Etablissement Scolaire ESTHUA - Université d'Angers (Angers)

Avec ce recueil d’articles parus entre 1972 et 2015, Flammarion nous offre le testament idéel et idéal de Jim Harrison. Un concentré d’intelligence, de lucidité, d’aventure et de dérision éveillées.

« C’est l’art de la prose et de la structure que je recherche, non pas une espèce de sagesse moisie. Les bons écrivains paraissent savoir que nous sommes éternellement inconsolables. » Big Jim en était un, assurément. Et même si, comme moi, vous êtes parfaitement hermétiques à la pêche et à la chasse, vous suivrez avec bonheur les déambulations, dans les forêts et sur l’eau, de l’auteur de Légendes d’automne et de Dalva : à 19 ans, quand il relit à New York tout Dostoïevski dans une piaule à sept dollars par semaine ; à 40 ans, en pleine joute avec un marlin rayé, à 35 kilomètres des côtes de l’Équateur ; en canoë, tel un Indien dans des descentes de rapides, perdu dans les bois à s’émerveiller des nuances de la nuit ; quand il dit son goût pour l’écriture à la première personne du féminin singulier, avec Jack Nicholson devant un match des Lakers.
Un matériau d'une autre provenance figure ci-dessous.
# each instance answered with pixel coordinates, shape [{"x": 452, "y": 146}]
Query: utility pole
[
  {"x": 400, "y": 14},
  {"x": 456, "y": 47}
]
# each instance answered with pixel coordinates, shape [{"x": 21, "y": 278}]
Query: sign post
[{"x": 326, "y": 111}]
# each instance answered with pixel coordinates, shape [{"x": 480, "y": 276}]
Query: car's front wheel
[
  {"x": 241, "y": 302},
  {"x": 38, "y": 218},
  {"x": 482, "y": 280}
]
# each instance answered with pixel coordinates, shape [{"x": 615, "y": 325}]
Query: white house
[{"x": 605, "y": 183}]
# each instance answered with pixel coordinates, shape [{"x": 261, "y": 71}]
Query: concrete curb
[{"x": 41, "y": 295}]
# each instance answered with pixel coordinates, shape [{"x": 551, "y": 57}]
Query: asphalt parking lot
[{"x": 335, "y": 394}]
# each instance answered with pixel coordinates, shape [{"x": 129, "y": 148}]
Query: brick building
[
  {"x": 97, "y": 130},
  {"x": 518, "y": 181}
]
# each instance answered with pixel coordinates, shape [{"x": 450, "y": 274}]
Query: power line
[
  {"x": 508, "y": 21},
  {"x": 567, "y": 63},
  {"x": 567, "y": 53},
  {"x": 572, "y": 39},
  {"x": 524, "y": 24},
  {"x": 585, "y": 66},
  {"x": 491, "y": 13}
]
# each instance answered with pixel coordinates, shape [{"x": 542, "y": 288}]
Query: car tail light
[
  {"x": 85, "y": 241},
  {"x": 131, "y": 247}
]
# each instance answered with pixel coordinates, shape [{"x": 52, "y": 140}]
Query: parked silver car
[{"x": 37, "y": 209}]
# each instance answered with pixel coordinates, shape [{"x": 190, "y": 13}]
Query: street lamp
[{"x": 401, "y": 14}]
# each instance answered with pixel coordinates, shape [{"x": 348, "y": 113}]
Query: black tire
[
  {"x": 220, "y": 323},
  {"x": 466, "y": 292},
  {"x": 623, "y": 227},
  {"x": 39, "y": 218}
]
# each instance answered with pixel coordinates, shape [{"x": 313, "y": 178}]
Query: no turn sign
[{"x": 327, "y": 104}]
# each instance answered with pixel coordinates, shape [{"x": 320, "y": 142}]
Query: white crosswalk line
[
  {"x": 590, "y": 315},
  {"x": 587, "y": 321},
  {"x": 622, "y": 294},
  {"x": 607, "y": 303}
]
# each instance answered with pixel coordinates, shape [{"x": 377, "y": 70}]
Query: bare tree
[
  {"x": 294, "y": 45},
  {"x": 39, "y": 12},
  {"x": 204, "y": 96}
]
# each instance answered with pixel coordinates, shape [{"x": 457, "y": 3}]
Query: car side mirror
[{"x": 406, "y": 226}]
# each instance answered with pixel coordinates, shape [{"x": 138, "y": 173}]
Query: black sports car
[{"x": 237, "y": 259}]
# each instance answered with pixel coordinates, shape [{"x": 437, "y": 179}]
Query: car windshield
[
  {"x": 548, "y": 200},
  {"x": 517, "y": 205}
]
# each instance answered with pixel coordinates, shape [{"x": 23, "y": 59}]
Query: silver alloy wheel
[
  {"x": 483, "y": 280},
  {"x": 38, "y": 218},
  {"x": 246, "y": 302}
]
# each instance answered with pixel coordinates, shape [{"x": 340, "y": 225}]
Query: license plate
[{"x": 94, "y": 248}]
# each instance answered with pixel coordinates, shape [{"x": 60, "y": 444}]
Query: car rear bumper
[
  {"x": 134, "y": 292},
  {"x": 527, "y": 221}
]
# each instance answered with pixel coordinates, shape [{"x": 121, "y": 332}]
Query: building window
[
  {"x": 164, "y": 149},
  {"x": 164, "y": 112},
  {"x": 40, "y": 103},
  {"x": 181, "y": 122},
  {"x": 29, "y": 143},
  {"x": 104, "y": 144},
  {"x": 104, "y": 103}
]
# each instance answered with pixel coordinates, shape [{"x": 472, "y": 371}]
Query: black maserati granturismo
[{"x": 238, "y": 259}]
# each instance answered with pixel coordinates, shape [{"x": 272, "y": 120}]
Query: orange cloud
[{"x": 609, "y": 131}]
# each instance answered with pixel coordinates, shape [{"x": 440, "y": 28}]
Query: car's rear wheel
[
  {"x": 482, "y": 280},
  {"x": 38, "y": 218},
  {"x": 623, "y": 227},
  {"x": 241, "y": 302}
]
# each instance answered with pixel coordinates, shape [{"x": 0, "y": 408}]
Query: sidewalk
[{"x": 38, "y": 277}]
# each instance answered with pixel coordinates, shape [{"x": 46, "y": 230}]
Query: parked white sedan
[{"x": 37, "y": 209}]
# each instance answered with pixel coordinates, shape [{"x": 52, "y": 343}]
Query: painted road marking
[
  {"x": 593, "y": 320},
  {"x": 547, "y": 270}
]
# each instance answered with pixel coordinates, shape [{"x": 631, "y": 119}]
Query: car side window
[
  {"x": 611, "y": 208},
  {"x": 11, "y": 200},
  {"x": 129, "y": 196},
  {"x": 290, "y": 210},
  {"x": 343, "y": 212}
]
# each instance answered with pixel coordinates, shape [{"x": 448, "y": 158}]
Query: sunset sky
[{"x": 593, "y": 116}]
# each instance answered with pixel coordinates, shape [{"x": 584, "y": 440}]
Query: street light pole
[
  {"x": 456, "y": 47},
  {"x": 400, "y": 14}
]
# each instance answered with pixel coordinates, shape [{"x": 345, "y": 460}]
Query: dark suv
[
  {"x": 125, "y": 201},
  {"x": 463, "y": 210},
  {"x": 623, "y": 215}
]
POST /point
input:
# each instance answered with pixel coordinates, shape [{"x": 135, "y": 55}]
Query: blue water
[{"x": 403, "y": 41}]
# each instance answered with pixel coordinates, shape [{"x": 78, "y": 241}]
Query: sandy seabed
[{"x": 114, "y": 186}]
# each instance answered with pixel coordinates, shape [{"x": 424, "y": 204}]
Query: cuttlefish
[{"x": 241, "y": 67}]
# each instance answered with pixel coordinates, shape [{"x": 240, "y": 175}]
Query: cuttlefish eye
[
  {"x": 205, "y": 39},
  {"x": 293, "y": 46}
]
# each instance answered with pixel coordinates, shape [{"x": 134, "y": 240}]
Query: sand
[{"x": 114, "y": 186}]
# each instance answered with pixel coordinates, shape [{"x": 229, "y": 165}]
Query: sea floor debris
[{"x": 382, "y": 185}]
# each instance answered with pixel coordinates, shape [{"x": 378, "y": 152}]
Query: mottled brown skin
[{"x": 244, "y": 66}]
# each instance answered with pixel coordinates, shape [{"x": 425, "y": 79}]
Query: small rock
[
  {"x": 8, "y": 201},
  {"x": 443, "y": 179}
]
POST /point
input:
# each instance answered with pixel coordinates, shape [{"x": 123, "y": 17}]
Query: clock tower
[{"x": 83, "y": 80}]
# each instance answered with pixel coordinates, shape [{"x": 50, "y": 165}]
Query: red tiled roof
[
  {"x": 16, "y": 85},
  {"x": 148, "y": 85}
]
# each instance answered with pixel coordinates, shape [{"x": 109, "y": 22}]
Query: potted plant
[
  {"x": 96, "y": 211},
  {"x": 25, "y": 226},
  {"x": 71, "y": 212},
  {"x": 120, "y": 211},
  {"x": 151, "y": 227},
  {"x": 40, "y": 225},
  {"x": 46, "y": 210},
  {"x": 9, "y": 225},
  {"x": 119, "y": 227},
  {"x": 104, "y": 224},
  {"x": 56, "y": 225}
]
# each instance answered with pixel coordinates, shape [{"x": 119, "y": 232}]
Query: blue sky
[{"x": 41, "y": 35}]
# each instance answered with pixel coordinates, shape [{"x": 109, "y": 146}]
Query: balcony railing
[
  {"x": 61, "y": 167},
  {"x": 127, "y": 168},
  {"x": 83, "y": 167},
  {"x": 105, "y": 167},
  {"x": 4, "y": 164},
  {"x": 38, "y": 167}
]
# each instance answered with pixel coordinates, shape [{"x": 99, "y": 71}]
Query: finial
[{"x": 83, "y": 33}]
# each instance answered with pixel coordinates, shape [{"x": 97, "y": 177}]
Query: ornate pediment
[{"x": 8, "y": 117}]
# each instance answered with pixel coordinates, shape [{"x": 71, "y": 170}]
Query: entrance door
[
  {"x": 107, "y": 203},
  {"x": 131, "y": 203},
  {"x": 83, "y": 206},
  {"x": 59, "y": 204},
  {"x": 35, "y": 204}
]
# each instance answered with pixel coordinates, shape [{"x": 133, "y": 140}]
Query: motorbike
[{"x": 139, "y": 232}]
Tout devient littérature dans le regard du borgne. Avec toujours un champ lexical précis, amoureux, respectueux de la faune et de la flore... et beaucoup moins de ses contemporains ! Cette dernière balade est une sorte de manuel de sur-vie à destination de celles et ceux qui n’oublient pas que l’existence, c’est d’abord réussir à composer avec soi et créer « un espace sauvage inviolable avec lequel il vous faudra bien vivre ». Une dramaturgie intime pour « se laver », s’extraire du mouvement rance du « monde réel », où seule « l’eau nous allège. Surtout l’eau vive ». Jean Harambat, l’élégant dessinateur du Detection Club ou d’Opération Copperhead (Dargaud), est un admirateur de l’écrivain du Michigan. Un de ses récits – La Rivière, publié dans le premier numéro de la revue Pandora aux éditions Casterman – est d’ailleurs, selon ses propres mots, « une BD de quelques pages d'inspiration personnelle et jimharrisonnienne ». Je viens de lui conseiller cette Recherche de l’authentique : il s’est empressé de l’acquérir et de la lire, avec cette impression d’y retrouver « un vieil ami ». Vous y retrouverez aussi une joie intranquille ou plutôt une intranquillité joyeuse qui nous rappelle que « lorsqu’on a perdu une chose très précieuse, il est toujours possible de partir à sa recherche ». Une authentique émotion.